20.10.2004 kl. 11:55

I've been doing some serious reading on the topic of semantics and the philosophy of language -- in particular the logical positivist criterion of significance, i.e. the verifiability theory of propositional meaning. When reading a certain article, I came across the following piece of metaphysical nonsense. It's a quote from an English translation of a work of Heidegger's, and it's a typical example of a certain kind of nonsense that some philosophers seem to get away with and still be taken seriously:

Why are we concerned about this nothing? The nothing is rejected by science and sacrificed as the unreal. Science wants to have nothing to do with the nothing. What is the nothing? Does the nothing exist only because the not, i.e, negation, exists? Or do negation and the not exist only because the nothing exists? We maintain: The nothing is more primitive than the not and negation. We know the nothing. The nothing is the simple negation of the totality of being.
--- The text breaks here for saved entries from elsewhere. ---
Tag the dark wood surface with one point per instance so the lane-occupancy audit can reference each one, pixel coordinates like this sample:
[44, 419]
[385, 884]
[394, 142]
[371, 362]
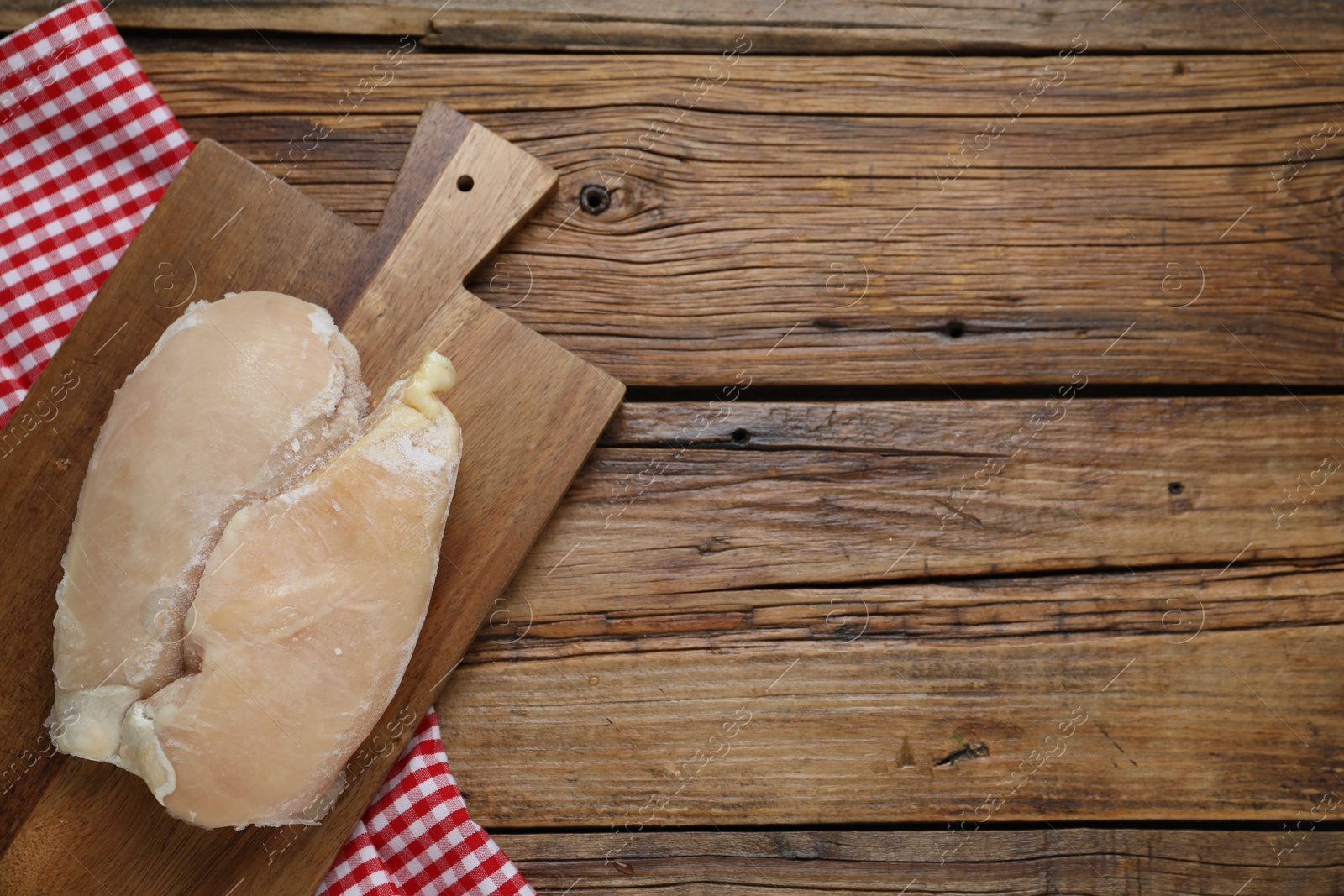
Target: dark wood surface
[774, 638]
[526, 402]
Anxiety reveals the nothing. The nothing itself nots.

Now, that truly is an amazing text. I don't think I have ever read anything equally nonsensical. The nothing itself nots? What kind of twisted treatment of language is this? What exactly does the verb 'to not' entail? This sort of stuff is bullshit of the highest order, and the positivists were right about wanting to permanently expel it from philosophical debate.